The Great Chartwell Elm Experiment


Last year, one of the main horticultural talking points was the serious threat of Ash Dieback disease caused by the fungus Chalara fraxinea. This is an ongoing problem that could potentially wipe out huge numbers of Ash trees around Britain. Some readers of this blog may be old enough to spot a similarity to the Dutch Elm Disease outbreak that occurred in this country during the last century. Caused by members of the Ascomycota fungal family, and spread by the Elm Bark Beetle, it was deadly to Elm tree (Ulmus sp.) populations.

Dutch Elm Disease was first spotted in Europe in 1910 having originally been native to Asia. It reached Britain in 1927 but was followed by a much nastier strain of the disease in the late 1960’s which was introduced into the country via a shipment of Ulmus thomasii logs from America. This strain was highly contagious and lethal to European Elms. To date over 25,000,000 Elm trees have been lost in the UK alone.

Here at Chartwell we are working with The Conservation Foundation as part of the Great British Elm Experiment to try and repopulate our estate here with strains of Elm which have so far proved resistant to the disease. The scheme builds on earlier elm projects in the past 30 years. Cuttings taken from mature trees that appear to have resisted Dutch elm disease for over 60 years have been skilfully micro propagated. The resulting saplings are being distributed to hundreds of schools, community groups, local authorities and private landowners.

Our consignment of Elms that arrived late last year

Our consignment of Elms that arrived late last year

We received our collection of young, resistant Elm trees via Chris Trimmer from the National Trust Plant Conservation Centre which propagates and preserves the plant collections of all of the National Trust gardens. More information on this project can be discovered by watching this video courtesy of The Guardian newspaper. This week we began planting out our Elm saplings in various locations across our woodland and parkland estate. We are very optimistic and hopeful of their survival and very pleased to play our part in this important scheme.
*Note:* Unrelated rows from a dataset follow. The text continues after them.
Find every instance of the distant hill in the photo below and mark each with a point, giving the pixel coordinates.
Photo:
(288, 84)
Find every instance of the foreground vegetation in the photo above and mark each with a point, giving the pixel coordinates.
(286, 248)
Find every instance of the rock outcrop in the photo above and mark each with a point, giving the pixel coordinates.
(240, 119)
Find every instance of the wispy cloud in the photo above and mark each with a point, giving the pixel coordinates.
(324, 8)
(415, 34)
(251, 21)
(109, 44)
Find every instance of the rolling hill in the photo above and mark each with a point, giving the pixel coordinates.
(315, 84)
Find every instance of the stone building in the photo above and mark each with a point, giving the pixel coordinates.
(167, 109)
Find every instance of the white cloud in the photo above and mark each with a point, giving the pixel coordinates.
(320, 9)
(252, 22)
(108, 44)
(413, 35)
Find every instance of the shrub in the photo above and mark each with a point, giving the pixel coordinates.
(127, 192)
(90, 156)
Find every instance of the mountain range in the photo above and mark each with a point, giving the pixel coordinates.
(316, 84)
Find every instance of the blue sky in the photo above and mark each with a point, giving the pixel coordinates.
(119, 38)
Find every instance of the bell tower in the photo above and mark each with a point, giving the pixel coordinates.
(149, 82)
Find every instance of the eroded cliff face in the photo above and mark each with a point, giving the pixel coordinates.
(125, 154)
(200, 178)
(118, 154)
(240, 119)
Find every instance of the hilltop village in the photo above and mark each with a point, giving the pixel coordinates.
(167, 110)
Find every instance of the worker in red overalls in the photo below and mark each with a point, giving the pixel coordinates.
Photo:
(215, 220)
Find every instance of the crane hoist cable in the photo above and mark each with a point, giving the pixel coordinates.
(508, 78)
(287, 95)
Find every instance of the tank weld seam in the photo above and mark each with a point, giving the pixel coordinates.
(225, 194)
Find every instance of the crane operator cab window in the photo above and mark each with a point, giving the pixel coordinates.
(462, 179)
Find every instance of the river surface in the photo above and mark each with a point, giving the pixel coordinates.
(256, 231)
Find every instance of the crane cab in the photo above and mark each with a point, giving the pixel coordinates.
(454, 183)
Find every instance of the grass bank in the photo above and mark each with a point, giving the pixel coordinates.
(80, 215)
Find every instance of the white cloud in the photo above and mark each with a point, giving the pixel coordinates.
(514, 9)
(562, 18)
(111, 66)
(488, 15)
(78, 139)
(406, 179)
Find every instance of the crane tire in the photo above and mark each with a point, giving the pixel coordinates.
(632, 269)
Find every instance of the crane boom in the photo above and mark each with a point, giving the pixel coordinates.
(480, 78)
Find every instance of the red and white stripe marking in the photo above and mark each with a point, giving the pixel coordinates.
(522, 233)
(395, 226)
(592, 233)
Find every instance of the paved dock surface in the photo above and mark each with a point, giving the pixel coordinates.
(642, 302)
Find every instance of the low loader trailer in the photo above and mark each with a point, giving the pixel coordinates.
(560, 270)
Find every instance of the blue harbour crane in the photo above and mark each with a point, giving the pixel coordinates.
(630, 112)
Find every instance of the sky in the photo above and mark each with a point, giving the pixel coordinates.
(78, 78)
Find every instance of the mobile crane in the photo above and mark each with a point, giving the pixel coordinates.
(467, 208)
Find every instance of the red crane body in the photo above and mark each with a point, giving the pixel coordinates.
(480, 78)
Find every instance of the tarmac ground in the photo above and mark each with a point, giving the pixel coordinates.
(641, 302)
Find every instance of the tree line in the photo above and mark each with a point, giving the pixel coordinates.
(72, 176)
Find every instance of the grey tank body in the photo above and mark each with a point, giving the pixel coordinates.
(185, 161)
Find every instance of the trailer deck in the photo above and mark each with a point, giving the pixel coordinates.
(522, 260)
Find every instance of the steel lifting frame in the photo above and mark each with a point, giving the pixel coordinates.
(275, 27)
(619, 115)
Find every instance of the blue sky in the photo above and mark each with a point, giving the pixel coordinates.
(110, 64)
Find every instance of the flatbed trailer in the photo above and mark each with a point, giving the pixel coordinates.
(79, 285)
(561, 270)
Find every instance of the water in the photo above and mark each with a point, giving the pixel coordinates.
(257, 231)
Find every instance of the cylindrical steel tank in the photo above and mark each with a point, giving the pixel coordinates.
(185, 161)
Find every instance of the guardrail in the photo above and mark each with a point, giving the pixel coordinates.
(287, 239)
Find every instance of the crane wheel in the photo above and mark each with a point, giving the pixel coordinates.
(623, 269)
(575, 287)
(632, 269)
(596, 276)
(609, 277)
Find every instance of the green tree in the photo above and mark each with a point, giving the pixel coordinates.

Alex gets busy planting one of our Elms...

Alex gets busy planting one of our Elms…

...while Ben makes sure it isn't another type of pest that causes the Elms any harm!

…while Ben makes sure it isn’t another type of pest that causes the Elms any harm!

The strains of resistant Elm that we have been tasked with planting are 5 x Ulmus minor ‘Boxworth 3’, 5 x Ulmus minor ‘Keyston’ and 5 x Ulmus minor ‘Hatley St. George’. More information on the parents of our little baby Elms can be found by clicking here and selecting the relevant trees. We will monitor our Elms and record their growth patterns as well as obviously any signs of disease.

As David Shreeve, Director of The Conservation Foundation says “We want to interest a new generation in the elm, so much a feature of the British life and landscape for centuries and also to try and find out why some trees survived Dutch elm disease. So many have disappeared over recent years that we can only hope to replace some. But rather than just give up and forget the elm, we think it’s worth a try.” Perhaps a similar project might one day have to be created in order to save the Ash trees? We hope it won’t come to that but if it does we’ll do our best here at Chartwell to see a happy ending to that story too.



1 Comment

Filed under Chartwell Life, Plants

One response to “The Great Chartwell Elm Experiment

  1. Helen Moulsley

    OK, I confess I remember dutch elm disease. Sadly the large elms in the playground of my primary school are no longer; the tumbling leaves in autumn were so beautiful and part of my childhood memories.